There is reason to be skeptical
We’ve been here before, in some respects. In 1999, the U.S. women’s soccer team won the World Cup, triggering predictions of huge growth for women’s sports. Sue Bird and UConn finished 36-1 and won the national championship a year later, helping build a dynasty in college basketball. But the women’s game didn’t reach its predicted potential and instead seemed like a niche sport with occasional flashes in the pan.
Last year, the WNBA’s average attendance was only 6,615 per game, its highest in five years. Clark and Iowa, by comparison, averaged nearly 15,000 per game at home this past season and drew a record 55,646 for a game at Iowa’s football stadium last year.
Cooky, the Purdue professor, calls this current moment a “fork in the road.”
"I think that past behavior is sometimes the best predictor of future behavior," she said. "Hopefully this isn’t just kind of the next hot thing and then whatever corporate sponsors decide is gonna be what’s new and what’s fresh, they move on to that. I hope the investment is in fact an investment in the future and an investment in the league. The question of how we keep it going is important."
Engelbert has a plan for that.
What is the WNBA's plan?
In February 2022, the WNBA announced that investors had bought into the league with a $75 million investment, the largest-ever capital raise for a women’s sports property. Big names in sports and business put money in, including Nike, Micky and Nick Arison (owner and CEO of the NBA Miami Heat) and Laurene Powell Jobs, the billionaire widow of Apple co-founder Steve Jobs. Proceeds of this investment were to be used for brand elevation and marketing.

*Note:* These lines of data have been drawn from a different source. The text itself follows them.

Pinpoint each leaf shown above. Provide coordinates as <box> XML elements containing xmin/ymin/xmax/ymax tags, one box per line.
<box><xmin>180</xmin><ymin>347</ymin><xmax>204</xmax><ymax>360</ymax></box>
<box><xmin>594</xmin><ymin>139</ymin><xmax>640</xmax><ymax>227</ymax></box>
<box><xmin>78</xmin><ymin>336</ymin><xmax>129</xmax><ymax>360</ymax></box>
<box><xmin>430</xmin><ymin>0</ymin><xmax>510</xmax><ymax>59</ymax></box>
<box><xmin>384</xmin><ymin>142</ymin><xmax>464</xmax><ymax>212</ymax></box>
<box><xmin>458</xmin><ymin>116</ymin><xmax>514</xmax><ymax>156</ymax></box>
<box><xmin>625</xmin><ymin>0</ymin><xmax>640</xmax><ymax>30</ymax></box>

"We raised that $75 million of capital in February 2022, which is preparing us for this moment not only through things like our global platform and expansion but being able to market," Engelbert said. "Marketing is what sport is all about. That’s what puts every athlete on the map is you find a brand who wants to market you. You have media coverage that markets you, and that’s what’s happened here with Caitlin and Angel and others. The product on the court is exceptional, but the business side I think is now ready for women in the team dimension. That’s what I think we were missing before because team sports it’s very hard to market around a whole team."
Why this WNBA moment is different
Individual stars make marketing it easier. So do rivalries, such as the budding one between Clark and Reese. But it’s not like the WNBA didn’t have stars before. It did.
It just didn’t have a megawatt star like Clark.
Or social media channels reaching wider and younger audiences.
Or a $75 million big bet from business before 2022.
Or a company like Nike that now has more skin in the game with both Clark and its equity stake in the league.
This season, 36 of the Fever’s 40 games will be on the league’s national broadcast and streaming partners, including eight times across ABC, ESPN and ESPN2. CBS will televise eight WNBA games, double its previous high. CBS on Wednesday also just announced a new multi-year deal with the WNBA.
South Carolina coach Dawn Staley made a prediction about it after her team beat Iowa this month.
"I want to personally thank Caitlin Clark for lifting up our sport," Staley told the postgame crowd in Cleveland. "She carried a heavy load for our sport. And it just is not gonna stop here on the collegiate tour. But when she is the No. 1 pick in the WNBA draft, she’s gonna lift that league up as well."